A Week in Politics

A Week in Politics

It could happen to a friend, a loved one, or a colleague. What little we know about the affliction suggests it’s more likely to happen to middle-aged men with a bit of cash behind them, but it can strike randomly, and without warning.

It may already have happened to you.

It’s almost certain to happen to some innocent, unsuspecting Islanders this autumn, who will end up displaying some, most or all of the following symptoms for stretches of three years at a time.

The most important thing is not to panic – play your cards right and being a States Member is worth £42,000 per year for working every second Tuesday.

If you think you, or someone you know, has been affected, remember the following five ways you can tell if you’ve become a States Member:

1 You think that by saying something you make it true, as if you have strange magic powers. For example, you say ‘I’m an environmentalist’, or ‘I’m one of the strongest supporters of early years education’ – you’re not going to do anything about it, but you think that saying the words makes it true, because you’re so important. Even stranger, you think people are going to believe it.

2 You have become incapable of answering a straight question with a straight answer. Even better, you have developed a new set of all-purpose non-answers for questions including ‘I’d rather not comment’, ‘that’s not the question here’, ‘the matter is under review’, ‘I have commissioned a full report on that’, or ‘your question refers to a policy under development’. The fact that you’re a servant of the public, elected by the public to run part of the government with taxpayers’ money, but are shamelessly ducking out of talking about matters in the public interest escapes you entirely.

3 Your manifesto is less a set of aims and promises than a set of absolute minimums. For example, you have promised on the hustings to vote for GST exemptions on medical supplies. An amendment proposes exemptions for medical supplies and services. You vote against it, of course. You didn’t say anything about medical services, did you? You somehow forget that in any other job, people get sacked for this.

4 You are busy. Oh so busy. You’re so busy that it can take you weeks to return a phone call. The time it takes you to complete a task, however basic and simple, is measured in months and weeks, not hours and days. This partly to do with something called consultation, which involves saying what you are going to say in advance, then claiming the support of the public when no one argues/notices/cares anymore, and partly due to the holidays you take, which are many and far-flung. On some of these, you like to pretend you’re on something called ‘important States business’.

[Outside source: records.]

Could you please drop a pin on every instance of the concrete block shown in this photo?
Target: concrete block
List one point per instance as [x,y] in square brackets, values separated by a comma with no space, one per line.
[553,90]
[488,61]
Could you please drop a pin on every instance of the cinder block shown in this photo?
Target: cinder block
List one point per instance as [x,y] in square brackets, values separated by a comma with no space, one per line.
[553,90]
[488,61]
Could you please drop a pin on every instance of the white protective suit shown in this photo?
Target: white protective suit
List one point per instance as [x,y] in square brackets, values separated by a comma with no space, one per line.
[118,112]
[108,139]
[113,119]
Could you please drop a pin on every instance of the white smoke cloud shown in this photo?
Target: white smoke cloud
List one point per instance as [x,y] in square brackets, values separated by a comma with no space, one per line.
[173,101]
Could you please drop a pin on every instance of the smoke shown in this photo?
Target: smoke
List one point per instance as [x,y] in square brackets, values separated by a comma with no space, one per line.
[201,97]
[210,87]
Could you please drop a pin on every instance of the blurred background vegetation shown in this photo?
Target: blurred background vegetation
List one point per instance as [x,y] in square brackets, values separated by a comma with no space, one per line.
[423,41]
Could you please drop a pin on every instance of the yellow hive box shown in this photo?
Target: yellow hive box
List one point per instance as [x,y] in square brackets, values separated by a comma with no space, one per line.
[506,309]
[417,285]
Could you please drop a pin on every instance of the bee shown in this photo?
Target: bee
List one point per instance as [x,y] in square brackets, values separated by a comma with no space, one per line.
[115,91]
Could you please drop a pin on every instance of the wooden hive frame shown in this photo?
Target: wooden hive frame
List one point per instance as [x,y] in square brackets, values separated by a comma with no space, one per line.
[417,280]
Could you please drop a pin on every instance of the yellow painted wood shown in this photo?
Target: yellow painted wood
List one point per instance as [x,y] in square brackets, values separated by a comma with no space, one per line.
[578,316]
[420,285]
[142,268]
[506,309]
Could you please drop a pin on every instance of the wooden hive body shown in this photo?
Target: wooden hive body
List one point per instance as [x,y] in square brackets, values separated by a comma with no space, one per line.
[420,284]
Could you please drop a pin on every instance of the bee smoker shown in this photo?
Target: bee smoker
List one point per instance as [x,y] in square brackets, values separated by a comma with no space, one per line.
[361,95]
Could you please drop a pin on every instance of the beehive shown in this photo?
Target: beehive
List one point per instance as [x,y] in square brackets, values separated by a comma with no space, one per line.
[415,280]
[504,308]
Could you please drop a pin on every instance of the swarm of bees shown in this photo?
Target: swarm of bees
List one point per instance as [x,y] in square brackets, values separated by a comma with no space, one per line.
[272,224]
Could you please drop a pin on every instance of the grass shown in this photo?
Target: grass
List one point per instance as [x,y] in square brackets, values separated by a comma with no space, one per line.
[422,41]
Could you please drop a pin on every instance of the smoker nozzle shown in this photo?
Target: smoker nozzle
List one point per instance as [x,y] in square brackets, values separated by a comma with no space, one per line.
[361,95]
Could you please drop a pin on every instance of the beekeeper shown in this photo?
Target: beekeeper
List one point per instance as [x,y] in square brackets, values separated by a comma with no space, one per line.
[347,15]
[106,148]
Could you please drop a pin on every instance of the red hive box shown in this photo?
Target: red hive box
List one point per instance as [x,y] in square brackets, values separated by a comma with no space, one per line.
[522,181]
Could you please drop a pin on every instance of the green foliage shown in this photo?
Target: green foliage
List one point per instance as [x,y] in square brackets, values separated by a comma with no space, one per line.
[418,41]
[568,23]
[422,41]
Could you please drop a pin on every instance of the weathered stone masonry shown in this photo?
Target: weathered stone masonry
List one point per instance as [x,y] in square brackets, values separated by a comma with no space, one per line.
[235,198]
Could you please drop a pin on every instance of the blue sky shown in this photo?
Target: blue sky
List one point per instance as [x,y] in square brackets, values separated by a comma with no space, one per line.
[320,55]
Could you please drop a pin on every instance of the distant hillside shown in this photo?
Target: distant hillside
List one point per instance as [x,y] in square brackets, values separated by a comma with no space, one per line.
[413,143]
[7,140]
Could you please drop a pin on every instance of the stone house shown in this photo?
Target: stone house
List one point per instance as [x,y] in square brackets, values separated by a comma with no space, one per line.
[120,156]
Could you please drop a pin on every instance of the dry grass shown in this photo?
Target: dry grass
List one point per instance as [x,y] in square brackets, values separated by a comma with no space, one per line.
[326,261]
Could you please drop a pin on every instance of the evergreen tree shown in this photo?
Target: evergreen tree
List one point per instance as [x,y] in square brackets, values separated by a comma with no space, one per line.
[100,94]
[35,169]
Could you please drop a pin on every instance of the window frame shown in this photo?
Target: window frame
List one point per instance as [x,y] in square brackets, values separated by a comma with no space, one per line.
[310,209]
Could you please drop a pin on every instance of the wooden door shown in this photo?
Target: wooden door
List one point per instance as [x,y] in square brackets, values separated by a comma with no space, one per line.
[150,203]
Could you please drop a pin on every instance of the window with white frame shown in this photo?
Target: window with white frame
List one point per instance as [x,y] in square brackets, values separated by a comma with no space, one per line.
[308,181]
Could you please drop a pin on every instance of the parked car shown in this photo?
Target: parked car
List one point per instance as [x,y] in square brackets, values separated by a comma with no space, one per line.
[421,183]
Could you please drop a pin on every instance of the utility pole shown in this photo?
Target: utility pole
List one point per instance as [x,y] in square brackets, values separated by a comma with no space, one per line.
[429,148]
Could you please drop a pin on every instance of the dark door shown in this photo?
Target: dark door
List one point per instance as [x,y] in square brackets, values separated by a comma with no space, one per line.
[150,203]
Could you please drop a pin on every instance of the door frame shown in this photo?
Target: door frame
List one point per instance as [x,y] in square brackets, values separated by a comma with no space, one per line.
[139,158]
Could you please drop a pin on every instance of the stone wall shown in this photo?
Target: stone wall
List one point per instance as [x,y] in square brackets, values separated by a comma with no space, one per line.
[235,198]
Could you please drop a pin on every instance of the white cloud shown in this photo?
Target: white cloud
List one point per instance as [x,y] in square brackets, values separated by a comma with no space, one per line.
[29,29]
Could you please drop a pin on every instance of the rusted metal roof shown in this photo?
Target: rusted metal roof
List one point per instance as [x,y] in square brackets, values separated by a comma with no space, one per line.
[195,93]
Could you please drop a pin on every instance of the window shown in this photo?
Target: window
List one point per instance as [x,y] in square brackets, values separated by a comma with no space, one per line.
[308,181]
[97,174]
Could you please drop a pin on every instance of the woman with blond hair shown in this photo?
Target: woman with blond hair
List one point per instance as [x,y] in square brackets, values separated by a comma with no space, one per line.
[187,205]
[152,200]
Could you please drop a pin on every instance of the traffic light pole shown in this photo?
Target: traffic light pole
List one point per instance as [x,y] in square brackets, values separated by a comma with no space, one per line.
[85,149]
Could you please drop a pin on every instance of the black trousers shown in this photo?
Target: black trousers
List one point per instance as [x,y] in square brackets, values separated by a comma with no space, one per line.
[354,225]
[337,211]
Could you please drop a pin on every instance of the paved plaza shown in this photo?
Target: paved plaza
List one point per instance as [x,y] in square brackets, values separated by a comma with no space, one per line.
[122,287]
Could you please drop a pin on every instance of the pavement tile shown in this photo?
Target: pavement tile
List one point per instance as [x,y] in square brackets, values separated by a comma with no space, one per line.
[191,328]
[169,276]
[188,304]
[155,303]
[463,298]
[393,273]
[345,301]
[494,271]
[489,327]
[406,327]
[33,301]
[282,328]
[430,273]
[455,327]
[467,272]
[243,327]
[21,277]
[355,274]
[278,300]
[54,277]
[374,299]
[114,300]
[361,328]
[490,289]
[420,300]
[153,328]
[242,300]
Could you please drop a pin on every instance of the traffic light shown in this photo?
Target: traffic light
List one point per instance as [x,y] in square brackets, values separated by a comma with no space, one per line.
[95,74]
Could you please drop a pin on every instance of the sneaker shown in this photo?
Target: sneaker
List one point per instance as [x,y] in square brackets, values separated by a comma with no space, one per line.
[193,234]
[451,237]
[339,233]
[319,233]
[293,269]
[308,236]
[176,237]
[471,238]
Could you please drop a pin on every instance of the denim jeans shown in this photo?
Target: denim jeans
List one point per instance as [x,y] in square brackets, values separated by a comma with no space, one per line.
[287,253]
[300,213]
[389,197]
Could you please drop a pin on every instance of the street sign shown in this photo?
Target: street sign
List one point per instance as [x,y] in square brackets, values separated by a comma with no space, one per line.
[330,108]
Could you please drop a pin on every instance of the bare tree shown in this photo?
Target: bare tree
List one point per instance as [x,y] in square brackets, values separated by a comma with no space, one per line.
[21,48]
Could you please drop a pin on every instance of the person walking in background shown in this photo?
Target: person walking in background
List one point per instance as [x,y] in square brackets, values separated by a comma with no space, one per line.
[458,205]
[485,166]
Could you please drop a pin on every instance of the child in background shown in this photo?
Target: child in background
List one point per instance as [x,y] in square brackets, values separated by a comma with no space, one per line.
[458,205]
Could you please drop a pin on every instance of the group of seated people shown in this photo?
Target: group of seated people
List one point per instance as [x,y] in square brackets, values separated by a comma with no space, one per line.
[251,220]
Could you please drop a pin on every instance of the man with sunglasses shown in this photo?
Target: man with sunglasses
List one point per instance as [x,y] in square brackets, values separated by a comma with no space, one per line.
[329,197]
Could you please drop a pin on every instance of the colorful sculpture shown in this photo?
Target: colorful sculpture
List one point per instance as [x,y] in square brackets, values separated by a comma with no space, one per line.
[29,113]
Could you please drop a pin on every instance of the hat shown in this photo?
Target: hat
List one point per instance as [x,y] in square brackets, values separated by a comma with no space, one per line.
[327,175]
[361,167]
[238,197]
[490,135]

5 The truth becomes malleable – you can bend it to fit your needs. For example, you have behaved poorly at an event. Everyone knows what you did and everyone knows that it was you, but no one says anything. When asked in the States, the Member responsible for the event says he will not name you because you are ‘innocent until proven guilty’ or some similar nonsense. You sit in a statesmanlike silence and nod sagely as if you think that’s OK. Another example would be taking a proposal to the panel, council or committee you serve on and having it humiliatingly rejected. You feign a lack of interest – it was only a policy option after all, you didn’t support the idea and you were just trying to ‘further the debate’.

If some or all of these apply to you, then I’m afraid you too may have become a States Member.

Do not panic – help is at hand. Some people can go on to live otherwise normal and productive lives despite the affliction.

The most important thing to remember is that if you stay away from parish halls until December, you should be completely cured for the next three years.

In an Island where the politicians on the right are calling for more immigration, and those on the left are calling for less taxation, perhaps it’s not surprising that the only genuine card-carrying liberal on the Council of Ministers apparently tried to give police officers the power to detain suspects indefinitely without charge.

Last week’s – thankfully rescinded – ministerial order by Home Affairs Minister Wendy Kinnard changing custody rights was one of two things: a Waterfrontesque attempt to slip something through the States without answering a few difficult questions, or an unfortunate and unintentional error.

I’ll leave it for you to decide which is scarier: the idea that States Members try to slip unpopular things through on the QT (which I think we’ve already firmly established), or the idea that a misplaced stroke of a ministerial pen could abolish a fundamental principle of British justice, or, presumably, level ancient buildings or close a hospital ward.

Thankfully, after an outcry from the press and States Members, the Senator reversed the decision. But I cannot be the only person who is just a little bit curious about how this happened and who was involved.